あれから麗夢は悲しさを忘れるためか、一段と積極的に結界を作るのに躍起になった。鬼童、円光も手を貸したが、榊としては特に何をするでもなく、てきぱき動く三人を黙って見ていただけである。それでも作業を終えた三人は、榊との別れを惜しみ、揃って榊の出立を見送った。最後に榊は、一同を見回して言葉をかけた。
「ではこれにて我らは鎌倉に帰るが、皆さんはこれからいかがなされる?」
鎌倉まで同道なされるなら、歓迎するがとの榊の言葉に、円光と鬼童は目を合わせて麗夢を見た。麗夢は言った。
「私は、ここで智盛様の後生を弔い、再び悪夢が目覚めないように見守ることに致します」
そうですか、と名残惜しげに榊が呟くと、私もこれでお別れです、と言いながら、鬼童が満を持した笑顔を浮かべて、一つの包みを差し出した。
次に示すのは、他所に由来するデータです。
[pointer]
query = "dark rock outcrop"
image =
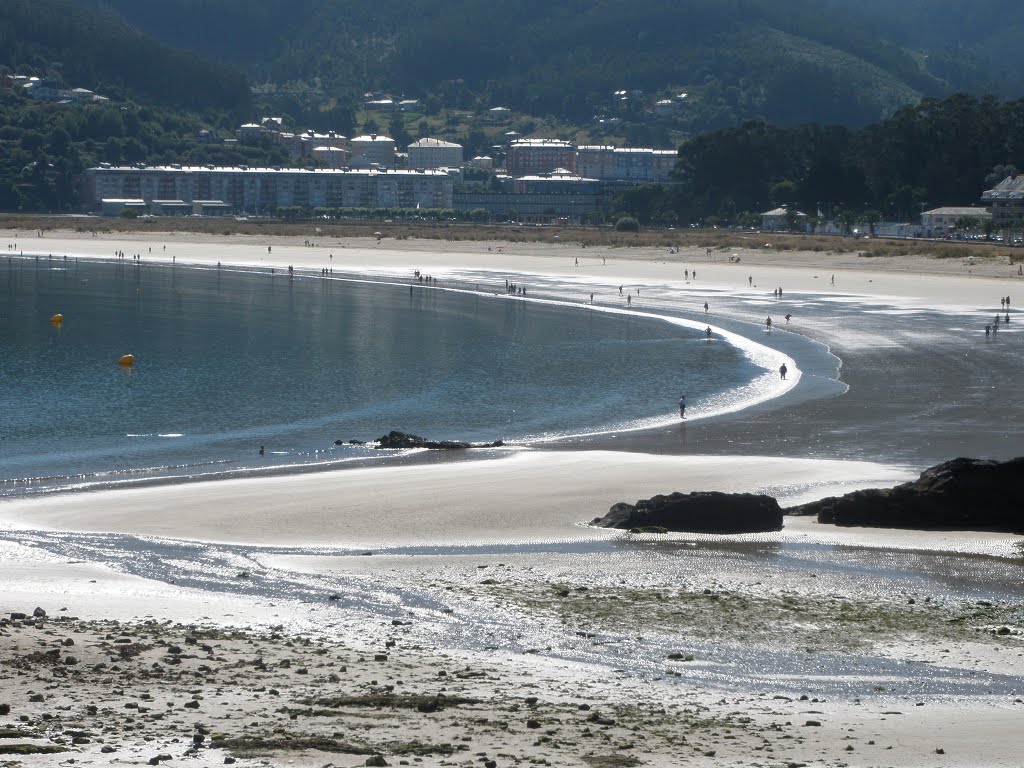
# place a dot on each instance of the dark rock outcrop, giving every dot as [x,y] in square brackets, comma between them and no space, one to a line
[704,512]
[402,440]
[963,494]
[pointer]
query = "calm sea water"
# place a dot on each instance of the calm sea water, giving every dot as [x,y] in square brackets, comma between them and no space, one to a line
[228,360]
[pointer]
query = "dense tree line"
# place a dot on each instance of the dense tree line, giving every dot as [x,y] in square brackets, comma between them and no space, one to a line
[940,153]
[784,61]
[88,47]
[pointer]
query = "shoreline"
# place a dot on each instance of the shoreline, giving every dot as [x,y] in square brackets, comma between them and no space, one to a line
[371,583]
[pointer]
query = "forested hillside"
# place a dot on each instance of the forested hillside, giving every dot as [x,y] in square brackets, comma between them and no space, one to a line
[939,153]
[781,60]
[86,47]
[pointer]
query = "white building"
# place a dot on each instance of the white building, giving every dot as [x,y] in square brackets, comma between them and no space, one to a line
[331,157]
[625,164]
[943,220]
[262,189]
[374,151]
[432,153]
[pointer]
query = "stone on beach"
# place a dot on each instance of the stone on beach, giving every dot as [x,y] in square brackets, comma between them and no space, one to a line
[962,494]
[707,512]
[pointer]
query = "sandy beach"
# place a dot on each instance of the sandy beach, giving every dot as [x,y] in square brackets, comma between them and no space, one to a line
[439,612]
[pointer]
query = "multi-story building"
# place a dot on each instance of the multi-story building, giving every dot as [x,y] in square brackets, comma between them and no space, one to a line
[535,156]
[260,189]
[596,161]
[941,221]
[373,151]
[643,165]
[626,164]
[1006,201]
[432,153]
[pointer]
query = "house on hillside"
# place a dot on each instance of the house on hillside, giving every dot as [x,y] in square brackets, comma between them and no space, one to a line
[1006,201]
[782,220]
[941,221]
[433,153]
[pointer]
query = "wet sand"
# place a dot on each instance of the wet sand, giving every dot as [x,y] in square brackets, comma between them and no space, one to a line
[692,650]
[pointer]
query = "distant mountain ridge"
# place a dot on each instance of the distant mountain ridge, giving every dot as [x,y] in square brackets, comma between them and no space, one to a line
[87,46]
[783,60]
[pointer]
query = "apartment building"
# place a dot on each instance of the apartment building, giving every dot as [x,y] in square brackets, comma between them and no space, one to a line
[260,189]
[536,156]
[432,153]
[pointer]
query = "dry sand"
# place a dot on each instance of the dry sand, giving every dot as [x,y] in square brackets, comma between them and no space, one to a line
[158,672]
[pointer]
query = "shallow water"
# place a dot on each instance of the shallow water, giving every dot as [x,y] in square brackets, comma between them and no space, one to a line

きょとん、として受け取った麗夢は、促す鬼童につられて包みを解いた。その中から現れたのは、二尺ばかりの大きさの、十二単もあでやかな一体の人形であった。
「これは・・・」
「夢見人形と名付けました。貴女の気を込めれば、未来永劫、智盛卿を見守る礎となりましょう」
鬼童は少しばかり顔を赤らめながら、麗夢に言った。
「麗夢殿にそっくりだな。しかし、いつこれを?」
鬼童のはにかみに新鮮な驚きを覚えながら、榊は問うた。
「ええ、暇を見て少しづつ。最も、こういう使い方をする予定ではなかったのですが・・・」
では一体どういう積もりで、と円光は聞いてみたかったが、それよりも、良くあの忙しさの中で、あのように器用に、という驚きの方が大きかった。
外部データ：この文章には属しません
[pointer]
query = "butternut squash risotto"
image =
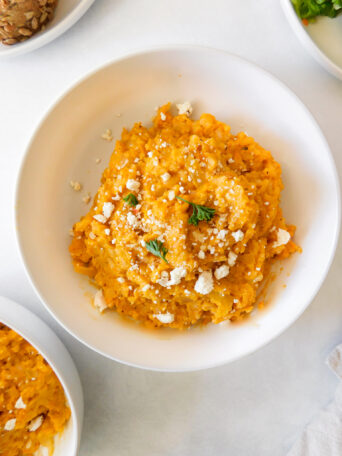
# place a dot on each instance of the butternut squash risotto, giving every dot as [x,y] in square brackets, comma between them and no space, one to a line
[33,406]
[185,224]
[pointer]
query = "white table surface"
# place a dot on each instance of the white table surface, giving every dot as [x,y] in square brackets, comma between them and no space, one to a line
[255,406]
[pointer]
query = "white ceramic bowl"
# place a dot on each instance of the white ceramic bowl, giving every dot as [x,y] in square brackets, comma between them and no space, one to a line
[68,12]
[67,143]
[322,38]
[40,336]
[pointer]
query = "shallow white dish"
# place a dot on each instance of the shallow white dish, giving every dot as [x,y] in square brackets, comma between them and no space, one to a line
[67,13]
[322,38]
[67,143]
[40,336]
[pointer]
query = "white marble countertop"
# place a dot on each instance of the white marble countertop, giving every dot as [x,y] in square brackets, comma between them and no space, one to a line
[255,406]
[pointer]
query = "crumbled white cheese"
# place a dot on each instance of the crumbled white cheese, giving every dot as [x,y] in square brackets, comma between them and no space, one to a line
[231,258]
[10,425]
[205,283]
[133,185]
[283,238]
[176,275]
[107,209]
[165,318]
[222,234]
[164,279]
[146,287]
[221,272]
[35,424]
[184,108]
[238,235]
[20,403]
[166,177]
[132,220]
[99,301]
[100,218]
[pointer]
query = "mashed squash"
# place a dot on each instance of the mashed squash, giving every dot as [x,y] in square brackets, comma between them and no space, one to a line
[185,224]
[33,406]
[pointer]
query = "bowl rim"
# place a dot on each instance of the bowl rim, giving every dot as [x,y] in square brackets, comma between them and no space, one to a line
[50,34]
[21,329]
[171,48]
[308,43]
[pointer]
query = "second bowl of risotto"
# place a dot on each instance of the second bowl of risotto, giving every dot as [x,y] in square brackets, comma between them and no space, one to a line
[41,396]
[182,235]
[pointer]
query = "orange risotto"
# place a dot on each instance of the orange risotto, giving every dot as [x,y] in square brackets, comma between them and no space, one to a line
[33,406]
[185,223]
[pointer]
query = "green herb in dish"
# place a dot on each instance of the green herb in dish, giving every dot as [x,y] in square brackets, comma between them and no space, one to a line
[130,199]
[199,212]
[310,9]
[157,248]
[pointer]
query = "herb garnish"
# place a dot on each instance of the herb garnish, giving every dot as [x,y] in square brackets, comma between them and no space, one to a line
[157,248]
[199,212]
[130,199]
[309,9]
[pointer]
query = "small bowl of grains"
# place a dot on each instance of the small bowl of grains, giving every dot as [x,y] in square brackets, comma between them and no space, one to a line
[41,399]
[26,25]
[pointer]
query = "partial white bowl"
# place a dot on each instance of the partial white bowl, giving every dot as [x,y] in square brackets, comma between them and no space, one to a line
[41,337]
[322,39]
[68,142]
[67,13]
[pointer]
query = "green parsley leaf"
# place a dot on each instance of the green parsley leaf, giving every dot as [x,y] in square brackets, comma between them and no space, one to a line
[310,9]
[130,199]
[157,248]
[199,212]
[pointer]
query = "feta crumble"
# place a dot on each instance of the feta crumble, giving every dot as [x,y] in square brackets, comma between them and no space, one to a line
[205,283]
[222,235]
[184,108]
[99,301]
[221,272]
[35,424]
[283,238]
[238,235]
[164,279]
[100,218]
[165,177]
[132,220]
[165,318]
[133,185]
[232,258]
[20,403]
[10,425]
[107,209]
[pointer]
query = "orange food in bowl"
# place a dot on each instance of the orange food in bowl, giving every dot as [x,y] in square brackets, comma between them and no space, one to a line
[185,224]
[33,406]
「鬼童殿には随分驚かされ申したが、まさかそのような技までお持ちとは」
改めて深々とおじぎをする麗夢と、かえって恐縮する鬼童を眺めながら、明らかに虚を突かれた円光は、ほろ苦い想いを感じずにはいられなかった。何か対抗できるものを用意したい。そんな円光の秘めた心は、やがて一つのものを形づくった。
「では拙僧は、結界の大岩に麗夢殿の姿を写し取ろう」
「御坊は、絵をお描きになるのか!」
鬼童の驚きに少しばかり面目躍如した円光は、さりげない風に、まだ寺にいた頃、仏の姿を好んで写し取っていたことを鬼童に告げた。鬼童は、是非見たいものだと言い出して、先程の「お別れです」をあっさりと反古にした。その滑稽な物言いに皆は久しぶりに笑ったが、ひとしきり笑った榊は、名残惜しさを振り切って、では、お別れだと三人に告げた。
「麗夢さん、何かあったら鎌倉の私の元に知らせて下さるといい。出来る限りの助力をさせていただく故」
対して麗夢は頭を垂れたが、ごめん、と立ち去ろうとする榊の足を留めて言った。
「皆さん、夢守の首を使わずに作った結界は、いずれ時古びれば自然と破れましょう。今からこの様なことを申し上げるのも気の早い話ですが、もしその時が来たら、また力をお貸し下さいね」
「勿論! いつでも、何処にいようとも意の一番にはせ参ずる!」
「私こそ、何を差し置いても参上つかまつる!」
いや私が先だ、いや僭越ながら拙僧の方が早い、と延々続ける二人にあきれつつ、榊はそれはいつ頃のことかと問い返した。麗夢はしばし宙を見つめて考えていたが、やがて息を飲んで麗夢の言葉を待つ二人に、こう答えた。
「そうですね。およそ、八百年ほど後のことでしょうか?」
「八百年?!」
榊はその時自分がどれほど目を丸くして驚いたかは棚に上げて、円光、鬼童が同時にして見せたそっくりな表情を一生忘れることはあるまいと、一人笑いを抑えるのに苦労した。だが、その八百年後の手助けには、自分も人数に入っているのである。
「八百年か・・・」
「え、何かおっしゃいましたか?」
そばにいた佐々木源太が、榊の独り言を聞きとがめた。いやなんでもないと手を振った榊は、少し怪訝な顔をして向こうの郎党達の輪に去っていく若者の背を眺めながら、何故この男にはあの記憶がないのだろうかと不思議の思いが拭えなかった。佐々木だけではない。ここに集う百人ことごとくが、誰一人として夢隠しの郷で遭遇した不思議な出来事を全く記憶していないのである。彼等は炎天下、ほとんどいる可能性のない平智盛を捜して当てもなく山中をさまよったことしか憶えていなかった。八条大夫の運命など、無理と無茶を重ねた挙げ句の病死という記憶が刷り込まれているのである。勿論そこには、狂える探求者崇海のことも、美しい夢守、麗夢のことも、鬼童、円光のことすら欠落しているのだった。出立前にその事実に気づいた榊は、何人もの郎党を捕まえては執拗にその事実を問い正し、気味悪がられる代償に、自分が選ばれた一人であるということを、改めて認識することになった。
「八百年、か。」
榊はもう一度口の中でその言葉をじっくりかみしめると、悩みを吹っ切るように一声高らかに宣下した。
「出立だ! 鎌倉に帰るぞ!」
懐かしき、鎌倉の名に鼓舞されて、漲る闘志も溌剌と、百人の武士達が動き出す。それは、戦いに明け暮れる男達にとって、ごくありふれた日常の一景であった。